Members of the Colorado House stayed up until past 7 a.m. Friday to go over two bills that have made headlines this session. Now, senators are at it debating gun measures into Friday night.

Democrats at the Capitol have the upper hand when it comes to votes needed to pass legislation, but Republicans still want Democrats and the public to hear their thoughts.

Nearly 18 hours of debate at Colorado Capitol

Representatives worked long hours overnight to pass two preliminary votes. After nearly 18 hours of debate on the floor, a bill that would establish a three-day waiting period for gun purchases in the state and a bill that would allow cities to operate an overdose prevention center cleared their second reading votes. Both measures still need a third vote to clear the House chamber.

“What a privilege to have a long, tough night, to be on the other side of it though to be able to do good work for Coloradans,” said freshman Rep. Elisabeth Epps, a prime sponsor of the measure clearing the way for overdose prevention centers.

Despite being vastly outnumbered, Republican after Republican commented on the bills and offered amendments to legislation to slow the bill’s progress at the Capitol.

“As long as we are having arguments about cosmetic firearm features, we’re not going to be able to actually do the work of making our schools safer, making our communities safer and reducing the criminal acts and the criminal events that are taking our communities down the wrong direction,” said freshman Rep. Gabe Evans, of Arvada, speaking to the press before the hourslong discussion.

Senate takes up long debate on gun bills

Friday morning through evening, it was the Senate’s turn.
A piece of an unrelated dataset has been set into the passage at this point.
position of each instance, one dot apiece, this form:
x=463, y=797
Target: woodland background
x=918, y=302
Members in the upper chamber of the General Assembly are debating gun-related bills that would extend who could petition to have someone’s gun removed through the state’s red flag law, require Coloradans to be 21 rather than 18 to buy any kind of gun in the state and give victims more pathways to sue gun manufacturers.

Senate Republicans plan to talk on them for hours too.

“It’s a portfolio of issues, it’s a portfolio of policies, it’s a portfolio of societal effects and impacts that we are seeking to get to, and I think a broad debate, a broad conversation as we actually seek solutions to get to safer communities, is an appropriate thing,” said Senate Minority Leader Paul Lundeen, of Monument.

Some have asked why lawmakers are working to pass gun measures that may see court challenges. The Senate president said he is not worried.

“All of these bills are very defensible. We know that in this day in age, lawsuits happen and we probably will see some cases filed on these. But after conversations with legal experts, advocates, national folks and the Attorney General’s Office, et cetera, we feel very confident,” Sen. Steve Fenberg said.

Others have claimed the majority is rushing the bills out thanks to their stronghold at the Capitol, but Fenberg said lawmakers acted this week in an effort to make communities safer now.

“I don’t think they are moving all that fast. I mean, we’ve been talking about these bills, kind of introducing the concept of them to folks within this building and in the public eye, for months. And nothing in these bills is a secret. We introduced these bills a few weeks ago, they are running their natural course,” Fenberg said. “These bills are about one thing and one thing only: doing everything we can to save lives.”